Hotel Rwanda

Powerful fact-based drama about Paul Rusesabagina (Don Cheadle), the manager of the posh Hotel Milles Collines in Kigali, Rwanda, who inadvertently turned the four-star resort into a harbor for over a thousand frightened Rwandans during the terrible massacre of Tutsis by rebel Hutus in 1994.

The film serves two purposes: The first is to recognize Rusesabagina's modern heroics – no fighter, this man, he uses only his wits – bribing when he has to, lying and blackmailing when it comes to it, all in the name of saving the lives of innocent people. The second is to show the grave injustice done to suffering Africans. The film pulls no punches when it comes to indicting Western culture's disinterest in the fate of third world peoples, even when they are being killed out in the streets. It's impossible not to feel guilty watching the heart-wrenching scene in which UN peacekeepers are ordered to clear only the white people out of the Hotel Milles Collines, abandoning the terrified Rwandans to their fate.

For the American-born Cheadle, it's the role of a lifetime, and he plays it for all it's worth: His Rusesabagina is a complex hero, one as dedicated to his job as he is to helping people. He's an ordinary man who never aspired to greatness, but had it thrust upon him out of necessity.
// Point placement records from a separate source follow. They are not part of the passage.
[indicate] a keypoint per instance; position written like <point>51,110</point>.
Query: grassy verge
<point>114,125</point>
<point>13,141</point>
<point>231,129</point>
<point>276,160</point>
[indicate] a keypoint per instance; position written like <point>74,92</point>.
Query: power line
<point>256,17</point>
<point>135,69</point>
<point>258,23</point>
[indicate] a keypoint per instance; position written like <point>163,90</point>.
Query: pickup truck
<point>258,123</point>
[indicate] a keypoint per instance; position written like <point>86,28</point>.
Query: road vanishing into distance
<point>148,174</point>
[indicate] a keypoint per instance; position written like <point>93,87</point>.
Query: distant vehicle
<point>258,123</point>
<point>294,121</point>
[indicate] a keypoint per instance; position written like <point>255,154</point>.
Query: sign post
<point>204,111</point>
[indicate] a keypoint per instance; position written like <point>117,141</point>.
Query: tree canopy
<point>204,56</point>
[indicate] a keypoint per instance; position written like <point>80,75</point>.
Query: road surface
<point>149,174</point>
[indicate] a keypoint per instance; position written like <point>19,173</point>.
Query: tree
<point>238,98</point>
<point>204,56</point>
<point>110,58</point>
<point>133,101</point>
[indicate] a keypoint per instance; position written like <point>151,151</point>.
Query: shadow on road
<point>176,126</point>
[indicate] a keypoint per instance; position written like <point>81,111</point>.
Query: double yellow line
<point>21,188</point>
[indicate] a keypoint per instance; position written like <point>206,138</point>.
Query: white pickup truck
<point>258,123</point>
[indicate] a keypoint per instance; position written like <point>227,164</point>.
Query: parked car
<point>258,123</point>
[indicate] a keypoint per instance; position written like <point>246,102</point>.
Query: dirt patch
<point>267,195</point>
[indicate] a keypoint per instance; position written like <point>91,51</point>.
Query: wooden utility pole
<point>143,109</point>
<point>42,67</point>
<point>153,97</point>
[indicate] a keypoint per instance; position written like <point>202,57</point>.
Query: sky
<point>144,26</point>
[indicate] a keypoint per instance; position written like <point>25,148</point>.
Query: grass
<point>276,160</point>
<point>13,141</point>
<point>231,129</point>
The film itself, by attaching faces and names to a people's suffering, will hopefully inspire more people to become aware – and active – when a crisis in an African nation once more demands attention. Oh, who am I kidding? Less than ten years after the tragedy in Rwanda, a similar one has exploded in Sudan – and who in the West cares about that? But if I sound angry, it's because Hotel Rwanda is angering in the best sense. Although Rusesabagina's own story is an uplifting one, deep down the film's message is profoundly disheartening.